Hazanavicius rappresenta Garrel/Godard come una specie di Woody Allen, maschera ironica con occhiali - regolarmente schiacciati durante gli scontri -, alle prese con delle scarpe poco adatte all’azione che lo portano a poco militanti lavande ristoratrici una volta tornato a casa. Il re è nudo, in Le Redoutbale, o meglio vuole denudarsi in prima persona, specie all’inizio, quando la sua libertà anarchica lo porta verso una leggerezza che presto perderà, divertito nel giocare con il suo mito e ossessionato dal rendersi antipatico e irritante, rinnegando il suo spazio iconico.

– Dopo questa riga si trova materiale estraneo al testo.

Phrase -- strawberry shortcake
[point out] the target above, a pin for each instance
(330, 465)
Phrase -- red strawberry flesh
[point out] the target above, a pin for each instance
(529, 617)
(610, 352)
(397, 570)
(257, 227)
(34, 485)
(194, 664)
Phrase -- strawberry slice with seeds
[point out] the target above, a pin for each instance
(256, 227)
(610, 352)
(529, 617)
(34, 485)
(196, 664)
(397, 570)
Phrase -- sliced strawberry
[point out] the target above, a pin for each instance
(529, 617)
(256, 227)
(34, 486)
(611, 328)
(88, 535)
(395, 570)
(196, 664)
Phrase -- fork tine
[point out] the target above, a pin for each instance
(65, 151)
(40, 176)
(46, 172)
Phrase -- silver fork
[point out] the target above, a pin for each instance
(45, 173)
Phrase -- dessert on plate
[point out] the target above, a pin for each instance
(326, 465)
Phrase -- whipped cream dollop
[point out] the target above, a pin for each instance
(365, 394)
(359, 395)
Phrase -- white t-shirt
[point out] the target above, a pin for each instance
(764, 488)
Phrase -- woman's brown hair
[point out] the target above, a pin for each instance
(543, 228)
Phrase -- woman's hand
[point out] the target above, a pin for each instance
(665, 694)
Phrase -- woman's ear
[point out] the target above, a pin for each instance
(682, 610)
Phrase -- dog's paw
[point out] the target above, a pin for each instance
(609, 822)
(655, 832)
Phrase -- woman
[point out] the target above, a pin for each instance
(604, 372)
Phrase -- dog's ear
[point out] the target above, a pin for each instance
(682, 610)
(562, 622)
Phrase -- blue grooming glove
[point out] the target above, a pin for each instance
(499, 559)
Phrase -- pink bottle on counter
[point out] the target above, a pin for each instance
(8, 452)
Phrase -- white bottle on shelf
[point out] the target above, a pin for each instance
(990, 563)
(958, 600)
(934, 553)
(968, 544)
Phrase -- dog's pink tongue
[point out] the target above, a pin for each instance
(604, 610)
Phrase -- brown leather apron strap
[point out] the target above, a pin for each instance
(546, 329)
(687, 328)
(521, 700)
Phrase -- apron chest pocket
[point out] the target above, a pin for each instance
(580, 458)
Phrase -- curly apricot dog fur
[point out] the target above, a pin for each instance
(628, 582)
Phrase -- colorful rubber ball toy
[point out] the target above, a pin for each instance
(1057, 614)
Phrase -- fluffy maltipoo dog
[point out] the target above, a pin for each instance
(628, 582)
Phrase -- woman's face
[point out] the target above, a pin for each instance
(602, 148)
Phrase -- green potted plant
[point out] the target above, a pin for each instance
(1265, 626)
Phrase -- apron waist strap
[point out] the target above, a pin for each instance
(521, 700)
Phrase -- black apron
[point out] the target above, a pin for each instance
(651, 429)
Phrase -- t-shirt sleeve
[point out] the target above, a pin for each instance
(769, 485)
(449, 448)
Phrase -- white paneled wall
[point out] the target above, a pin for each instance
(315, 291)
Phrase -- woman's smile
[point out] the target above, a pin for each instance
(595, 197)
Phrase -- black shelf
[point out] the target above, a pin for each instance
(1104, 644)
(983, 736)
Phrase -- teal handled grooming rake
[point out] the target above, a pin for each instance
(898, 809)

Divertente, ma banalotto, dissacrante, ma anche sempre in superficie, il Godard visto da Hazanavicius rimane a metà: senza il coraggio di spingere fino in fondo la caduta del Dio Jean-Luc, lo ritrae come un “maschio medio” che cerca una donna oggetto spacciandola per musa, ma non problematizza la sua personalità debordante, il suo rapporto idiosincratico con la società. Gli adoratori del Grande Svizzero reagiranno a forconi spianati, troveranno risibili gli omaggi formali godardiani di cui il film è pieno, gli occhiolini autoreferenziali al pubblico (“Sono solo un attore pessimo che interpreta Godard”); gli altri si lasceranno andare a qualche risata, con la speranza che siano spinti a vedersi qualche suo film, precedente a quegli anni.